Aggregating Neural Word Embeddings for Document Representation

机译：聚合神经词嵌入用于文档表示

获取原文

页面导航

摘要
著录项
相似文献
相关主题

摘要

Recent advances in natural language processing (NLP) have shown that semantically meaningful representations of words can be efficiently acquired by distributed models. In such a case, a text document can be viewed as a bag-of-word-embeddings (BoWE), and the remaining question is how to obtain a fixed-length vector representation of the document for efficient document process. Beyond those heuristic aggregation methods, recent work has shown that one can leverage the Fisher kernel (FK) framework to generate document representations based on BoWE in a principled way. In this work, words are embedded into a Euclidean space by latent semantic indexing (LSI), and a Gaussian Mixture Model (GMM) is employed as the generative model for nonlinear FK-based aggregation.
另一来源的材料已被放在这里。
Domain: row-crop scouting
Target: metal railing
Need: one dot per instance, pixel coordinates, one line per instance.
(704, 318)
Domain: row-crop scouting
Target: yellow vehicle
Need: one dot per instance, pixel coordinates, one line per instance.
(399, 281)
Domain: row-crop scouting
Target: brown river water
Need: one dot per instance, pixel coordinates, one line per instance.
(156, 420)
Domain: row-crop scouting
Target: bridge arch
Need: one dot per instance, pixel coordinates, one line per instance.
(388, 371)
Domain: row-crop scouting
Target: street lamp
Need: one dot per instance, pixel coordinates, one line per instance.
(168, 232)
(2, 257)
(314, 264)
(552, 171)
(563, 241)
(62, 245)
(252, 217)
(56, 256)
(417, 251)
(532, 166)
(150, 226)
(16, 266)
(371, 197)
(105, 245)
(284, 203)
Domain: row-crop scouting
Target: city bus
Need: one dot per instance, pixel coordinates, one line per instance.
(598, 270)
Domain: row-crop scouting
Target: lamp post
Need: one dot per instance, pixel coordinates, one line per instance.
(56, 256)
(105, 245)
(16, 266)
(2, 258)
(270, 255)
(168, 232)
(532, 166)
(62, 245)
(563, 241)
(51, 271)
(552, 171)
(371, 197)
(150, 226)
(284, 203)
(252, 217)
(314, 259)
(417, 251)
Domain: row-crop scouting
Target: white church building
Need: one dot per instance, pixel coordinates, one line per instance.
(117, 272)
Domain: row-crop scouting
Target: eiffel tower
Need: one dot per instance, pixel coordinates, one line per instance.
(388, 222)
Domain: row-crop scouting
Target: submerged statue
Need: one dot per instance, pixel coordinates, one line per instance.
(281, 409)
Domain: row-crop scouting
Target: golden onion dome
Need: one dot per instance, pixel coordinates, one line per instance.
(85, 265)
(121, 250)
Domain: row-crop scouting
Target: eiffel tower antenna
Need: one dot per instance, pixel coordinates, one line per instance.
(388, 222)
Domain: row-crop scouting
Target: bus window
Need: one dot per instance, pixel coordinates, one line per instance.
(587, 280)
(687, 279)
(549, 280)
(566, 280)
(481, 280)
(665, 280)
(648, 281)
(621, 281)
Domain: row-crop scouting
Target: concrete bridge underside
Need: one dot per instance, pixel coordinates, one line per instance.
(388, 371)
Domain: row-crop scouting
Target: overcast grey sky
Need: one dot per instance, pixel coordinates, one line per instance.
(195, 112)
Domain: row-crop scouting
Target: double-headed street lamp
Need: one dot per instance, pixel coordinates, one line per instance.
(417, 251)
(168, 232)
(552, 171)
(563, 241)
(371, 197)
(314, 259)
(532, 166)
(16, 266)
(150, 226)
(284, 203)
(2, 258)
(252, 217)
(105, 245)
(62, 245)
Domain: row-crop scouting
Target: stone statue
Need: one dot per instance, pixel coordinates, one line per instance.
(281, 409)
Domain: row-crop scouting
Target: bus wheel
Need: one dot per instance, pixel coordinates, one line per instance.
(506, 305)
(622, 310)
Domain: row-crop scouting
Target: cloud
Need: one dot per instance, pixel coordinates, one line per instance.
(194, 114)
In this work, we propose an alternate FK-based aggregation method for document representation based on neural word embeddings. As we know, neural embedding models have been proven significantly better performance in word representations than LSI, where semantic relations between neural word embeddings are typically measured by cosine similarity rather than Euclidean distance. Therefore, we introduce a mixture of Von Mises-Fisher distributions (moVMF) as the generative model of neural word embeddings, and derive a new FK-based aggregation method for document representation based on BoWE. We report document classification, clustering and retrieval experiments and demonstrate that our model can produce state-of-the-art performance as compared with existing baseline methods.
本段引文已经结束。